La emoción de las plaquetas
Todas
las semanas me hacían análisis de sangre para detectar
posibles infecciones. Recuerdo que durante bastante tiempo casi sólo
estábamos pendientes del número de plaquetas. También
tenía con frecuencia los glóbulos blancos un poco más
elevados de lo normal leucocitocis, pero a esto le daban
los médicos menos importancia. No era una elevación desmesurada
y se debía, al parecer, a infecciones urinarias leves que iba
tolerando aceptablemente.
Cuando
las plaquetas bajaban demasiado, todos nos poníamos nerviosos
porque era indicativo la experiencia lo decía de
que había infección por pseudomona. Esta bacteria fue
mi "bestia negra", y me tuvo en jaque durante una larga temporada. No
fue fácil quitármela de encima. Los especialistas en fármacos
trabajaron en serio para dar con la medicina ideal, porque nada de lo
más corriente servía.
Mi
relación con este germen se remonta a los primeros meses de hospitalización.
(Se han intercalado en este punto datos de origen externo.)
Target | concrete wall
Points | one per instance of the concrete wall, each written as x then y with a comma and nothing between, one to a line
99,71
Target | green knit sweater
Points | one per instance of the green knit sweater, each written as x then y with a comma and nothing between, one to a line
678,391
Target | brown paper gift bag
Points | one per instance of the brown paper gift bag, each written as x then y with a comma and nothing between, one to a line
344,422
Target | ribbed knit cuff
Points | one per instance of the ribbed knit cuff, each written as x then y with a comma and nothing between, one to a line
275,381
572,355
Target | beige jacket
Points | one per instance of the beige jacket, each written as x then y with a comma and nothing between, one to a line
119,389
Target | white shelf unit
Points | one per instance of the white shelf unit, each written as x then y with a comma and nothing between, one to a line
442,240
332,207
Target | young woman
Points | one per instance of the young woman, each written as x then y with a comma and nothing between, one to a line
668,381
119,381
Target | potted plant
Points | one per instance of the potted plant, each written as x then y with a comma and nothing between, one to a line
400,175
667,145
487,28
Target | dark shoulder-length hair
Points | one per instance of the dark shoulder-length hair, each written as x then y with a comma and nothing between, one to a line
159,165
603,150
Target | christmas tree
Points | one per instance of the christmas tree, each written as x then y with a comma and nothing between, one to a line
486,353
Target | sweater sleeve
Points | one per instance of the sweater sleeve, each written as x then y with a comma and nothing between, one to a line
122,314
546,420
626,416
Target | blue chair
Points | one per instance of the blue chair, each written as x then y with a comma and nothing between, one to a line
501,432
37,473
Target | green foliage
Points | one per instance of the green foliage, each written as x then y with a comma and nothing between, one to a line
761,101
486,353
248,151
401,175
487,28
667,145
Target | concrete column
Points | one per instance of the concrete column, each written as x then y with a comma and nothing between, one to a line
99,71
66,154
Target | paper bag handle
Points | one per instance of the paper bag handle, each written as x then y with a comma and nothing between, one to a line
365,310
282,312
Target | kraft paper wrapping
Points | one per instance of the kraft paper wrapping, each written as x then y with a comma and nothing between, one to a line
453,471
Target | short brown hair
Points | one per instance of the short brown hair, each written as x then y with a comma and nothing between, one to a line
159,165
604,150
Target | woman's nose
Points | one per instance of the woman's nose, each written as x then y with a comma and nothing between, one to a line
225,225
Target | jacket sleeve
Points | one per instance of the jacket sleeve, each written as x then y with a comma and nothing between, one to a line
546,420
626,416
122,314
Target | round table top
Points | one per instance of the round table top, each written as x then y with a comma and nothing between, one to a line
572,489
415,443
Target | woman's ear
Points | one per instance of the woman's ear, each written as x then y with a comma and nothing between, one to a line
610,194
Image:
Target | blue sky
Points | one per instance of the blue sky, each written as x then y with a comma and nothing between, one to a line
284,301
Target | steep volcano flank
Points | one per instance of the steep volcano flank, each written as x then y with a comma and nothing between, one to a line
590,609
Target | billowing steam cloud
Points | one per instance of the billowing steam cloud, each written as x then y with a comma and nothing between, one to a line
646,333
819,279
Muy pronto me habitué a los cultivos de esputo, de orina, para
descubrir su presencia e identificar un fármaco eficaz para su
tratamiento, porque se hacía resistente a la mayoría.
También entonces los análisis rutinarios de sangre daban
trombocitopenia: una cifra baja de plaquetas. En seguida, por tanto,
comenzaron a seguir en casa los resultados de análisis y cultivos.
Desde
el comienzo tomaba a diario una aspirina infantil, como antiagregante
plaquetario, con el fin de eliminar el peligro de una trombosis, pues
debido a la inmovilidad, la sangre tiende a estancarse, sobre todo en
las piernas, y a formar coágulos. Después de unos meses
empecé a tomar otro medicamento diferente que tenía el
mismo efecto, porque la aspirina podía producirme problemas de
sordera puesto que soy propenso. Cuando las plaquetas bajaban, este
fármaco hubiera sido perjudicial porque facilitaría las
hemorragias; por eso, era lo único que no me importaba tener
que tomar. Después he dejado por completo los antiagregantes,
aunque tengo bien las plaquetas. Según los médicos, ya
no parecen necesarios en mi caso, porque tengo garantizada una buena
movilización pasiva de las extremidades.